The absinthe rolled down his throat and it burned all the way down. Jack's desire for the drink proved stronger than his liver, as he sought comfort in the burning sensation. It was like a punishment for him, with every drop he felt he was being cleansed of all his wrongdoings.

He believed drinking absinthe was his consequence to self-inflict, and to him that was more than enough that he believed he deserved.

Now, he would just describe the taste of his drink as "smooth." Like drinking melted gold.

"I was going to tell her I was drunk that night. And that I don't recall any of what had happened, and that I was acting foolish, but..." Jack folds his arms over his chest, lavished in the black and burgundy silk of his long robe.

Jack sighs, frustrated. Meanwhile, Paul's in his head, trying to think of something (anything!) to de-escalate his boss' anger.

"This was the year I was going to ask her to marry me. I wanted us to come out to the public first, so they'd accept me more when I take over Cherry Aphrodite."

Paul almost choked on his now lukewarm coffee. He clears his throat and nervously laughs before speaking again. "Excuse me?"

Jack smirks to himself as he pours another helping of the green liquor, filling it up nearly to the brim of the glass.

"Paul, Paul, Paul..." Jack tsks at his assistant as he slowly approaches him at the couch, taking his time so he can sip from his stout glass. "You damned lummox."

He takes another swig from his glass, leans down closer to Paul's face, looking him dead in the eye.

"Maximus Oscar is dying." Paul's eyebrows shoot up.

"No one in the industry knows just yet. But I do, because Dahlia trusts me.

Once he's gone, he's leaving the brand all in her name. All of his shares transfer to her.

Once I own her, I own half the company. I'll have my expert lawyers find a way to sign her shares over to me.

Once it's my name in ink, it'll all be legally mine.
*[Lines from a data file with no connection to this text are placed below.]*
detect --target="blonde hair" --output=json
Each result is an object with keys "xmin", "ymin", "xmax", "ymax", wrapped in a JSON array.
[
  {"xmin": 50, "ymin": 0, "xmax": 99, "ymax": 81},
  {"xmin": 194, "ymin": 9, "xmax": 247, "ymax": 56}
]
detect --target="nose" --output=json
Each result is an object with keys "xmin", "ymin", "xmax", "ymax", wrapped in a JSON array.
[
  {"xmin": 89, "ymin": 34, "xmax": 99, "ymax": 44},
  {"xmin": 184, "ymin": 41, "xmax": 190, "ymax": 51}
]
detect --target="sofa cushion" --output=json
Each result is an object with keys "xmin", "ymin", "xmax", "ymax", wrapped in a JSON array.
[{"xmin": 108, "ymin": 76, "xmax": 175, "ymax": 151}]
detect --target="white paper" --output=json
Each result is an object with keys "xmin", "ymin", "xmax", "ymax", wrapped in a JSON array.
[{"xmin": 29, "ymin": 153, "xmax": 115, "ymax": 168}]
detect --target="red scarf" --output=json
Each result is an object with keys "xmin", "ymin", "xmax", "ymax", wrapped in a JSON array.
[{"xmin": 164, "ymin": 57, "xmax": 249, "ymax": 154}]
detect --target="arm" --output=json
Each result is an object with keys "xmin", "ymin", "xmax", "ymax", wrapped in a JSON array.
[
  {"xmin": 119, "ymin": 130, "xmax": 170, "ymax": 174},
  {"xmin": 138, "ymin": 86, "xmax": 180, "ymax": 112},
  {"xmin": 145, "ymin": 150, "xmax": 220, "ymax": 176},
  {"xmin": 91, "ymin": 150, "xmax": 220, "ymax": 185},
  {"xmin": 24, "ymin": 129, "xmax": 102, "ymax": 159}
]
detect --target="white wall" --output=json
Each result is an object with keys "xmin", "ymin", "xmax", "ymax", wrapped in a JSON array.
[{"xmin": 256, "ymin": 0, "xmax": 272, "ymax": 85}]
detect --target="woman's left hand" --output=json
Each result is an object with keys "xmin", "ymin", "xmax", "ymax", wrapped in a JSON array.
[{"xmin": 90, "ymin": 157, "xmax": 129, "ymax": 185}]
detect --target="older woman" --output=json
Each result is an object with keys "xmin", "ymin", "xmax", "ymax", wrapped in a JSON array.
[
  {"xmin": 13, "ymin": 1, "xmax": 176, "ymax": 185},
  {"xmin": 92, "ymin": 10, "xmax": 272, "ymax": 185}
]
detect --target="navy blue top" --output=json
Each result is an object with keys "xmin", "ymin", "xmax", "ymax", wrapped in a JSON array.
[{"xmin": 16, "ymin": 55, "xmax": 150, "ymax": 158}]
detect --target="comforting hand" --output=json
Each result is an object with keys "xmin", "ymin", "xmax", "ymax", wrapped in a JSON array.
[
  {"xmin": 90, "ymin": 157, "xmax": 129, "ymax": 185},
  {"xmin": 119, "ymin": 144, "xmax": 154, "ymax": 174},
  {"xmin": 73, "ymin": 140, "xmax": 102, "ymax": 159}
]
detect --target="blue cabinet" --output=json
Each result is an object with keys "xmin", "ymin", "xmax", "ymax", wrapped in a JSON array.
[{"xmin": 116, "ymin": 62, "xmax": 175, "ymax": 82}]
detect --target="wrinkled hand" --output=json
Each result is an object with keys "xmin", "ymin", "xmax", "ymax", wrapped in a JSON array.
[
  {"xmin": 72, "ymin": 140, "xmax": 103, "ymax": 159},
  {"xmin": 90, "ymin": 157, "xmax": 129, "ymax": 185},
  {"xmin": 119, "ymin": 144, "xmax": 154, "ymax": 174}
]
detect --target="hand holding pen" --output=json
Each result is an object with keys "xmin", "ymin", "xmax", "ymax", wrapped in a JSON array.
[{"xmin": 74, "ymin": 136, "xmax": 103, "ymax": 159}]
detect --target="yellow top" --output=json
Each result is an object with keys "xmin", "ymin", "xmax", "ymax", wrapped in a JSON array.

I'll own the golden eggs and the motherfucking goose!"

Jack was too proud of his plan. He had waited too long for this moment to finally arrive, and he was not about to let up because some stick bug made goo-goo eyes at his girl.

"Oh, alright, I get it... s-so you want to own makeup?"

"An extremely lucrative business in an industry that's booming right now? Yes, I want that for myself.

I want the second income that comes from my future wife's business;

Country music is my love, always, but it just ain't paying the bills like it used to before." Jack snickered, swishing his glass around as he watched the last bit of absinthe dance.

Paul swallowed hard, nervously twiddling with the cup in his lap.

"What about Dahlia, boss?" He cracked. "She's not going to marry you if she's with that Pete dingus." Paul snorted at his own joke.

"She's playing games with me, Paul, she's done it to me before." Jack said confidently, puffing out his chest.

"You have to reinforce dominance by targeting the homewrecker and separate them; make her see the kind of bug she's dating now.

For you see, Dahlia thinks that she's been winning the game, but really she's been playing checkers while I've been playing chess."